Chief Justice McAllister and Justice Perry adhere to the views expressed in the prior dissent of Justice Perry and therefore dissent from the foregoing opinion.

“41.360. All presumptions other than conclusive presumptions are satisfactory, unless overcome. They are disputable presumptions, and may be controverted by other evidence, direct or indirect, but unless so overcome, the jury is bound to find according to the presumption. The following are of that kind: ii% is SjS % Sji

“(24) A letter duly directed and mailed was received in the regular course of the mail.”

Commercial Standard Insurance Company v. Readnour, 241 F2d 14 (9th Cir 1956); Ford v. Providence Washington Insurance Co., 151 CA2d 431, 311 P2d 930 (1957); Farmers Exchange v. Konugres, 119 Colo 263, 202 P2d 959 (1949); American Surety Company v. Diamond, 1 NY2d 594, 136 NE2d 876 (1956). Where the breach is found to be willful the cooperation clause is held to have been breached. Williams v. Travelers Ins. Co., 330 Mass 476, 115 NE2d 378 (1953); Coleman v. New Amsterdam Casualty Co., 247 NY 271, 160 NE 367, 72 ALR 1443 (1928).

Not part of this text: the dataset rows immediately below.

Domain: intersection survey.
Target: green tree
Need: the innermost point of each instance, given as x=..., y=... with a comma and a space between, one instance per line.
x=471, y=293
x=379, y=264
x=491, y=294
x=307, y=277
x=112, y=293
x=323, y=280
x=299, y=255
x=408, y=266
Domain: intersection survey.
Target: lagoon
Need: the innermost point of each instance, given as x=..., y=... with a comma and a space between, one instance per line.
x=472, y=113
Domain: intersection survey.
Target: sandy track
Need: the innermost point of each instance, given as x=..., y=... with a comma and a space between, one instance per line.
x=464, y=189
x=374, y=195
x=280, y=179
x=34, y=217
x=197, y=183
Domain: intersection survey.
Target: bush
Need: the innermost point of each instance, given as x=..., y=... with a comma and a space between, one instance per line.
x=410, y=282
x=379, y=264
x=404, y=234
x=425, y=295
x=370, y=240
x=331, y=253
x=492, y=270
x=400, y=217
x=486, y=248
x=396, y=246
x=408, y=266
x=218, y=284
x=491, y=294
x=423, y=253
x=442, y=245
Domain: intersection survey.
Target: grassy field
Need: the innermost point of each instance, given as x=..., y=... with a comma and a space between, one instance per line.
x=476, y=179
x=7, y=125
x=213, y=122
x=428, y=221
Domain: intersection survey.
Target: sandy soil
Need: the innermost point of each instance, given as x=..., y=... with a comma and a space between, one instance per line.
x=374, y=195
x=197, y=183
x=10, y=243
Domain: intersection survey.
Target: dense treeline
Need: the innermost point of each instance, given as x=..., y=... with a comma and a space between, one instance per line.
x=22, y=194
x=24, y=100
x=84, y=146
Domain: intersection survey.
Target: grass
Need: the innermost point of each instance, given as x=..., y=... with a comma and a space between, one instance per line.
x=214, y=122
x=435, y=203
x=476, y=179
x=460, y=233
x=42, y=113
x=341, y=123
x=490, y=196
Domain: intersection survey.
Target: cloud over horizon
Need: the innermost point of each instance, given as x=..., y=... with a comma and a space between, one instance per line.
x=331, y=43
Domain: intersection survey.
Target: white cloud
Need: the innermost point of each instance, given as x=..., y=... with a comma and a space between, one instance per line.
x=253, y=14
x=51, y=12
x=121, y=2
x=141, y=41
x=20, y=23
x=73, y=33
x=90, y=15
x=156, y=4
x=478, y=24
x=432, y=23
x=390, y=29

Annot., 60 ALR2d 1146 (1958), Liability Insurance: Failure or Refusal of an Insured to Attend Trial or to Testify as Breach of *305Co-operation Clause, at 1154 §3(b). For a discussion of the standards applied by various courts in determining the breach of a cooperation clause, see Note, Liability Insurance Policy Defenses and the Duty to Defend, 68' Harv L Rev 1436 (1955) and Comment, A Solution to the Inequities From a Breach of the Cooperation Clause in Automobile Liability Insurance, 2 Houston L Rev 92 (1984).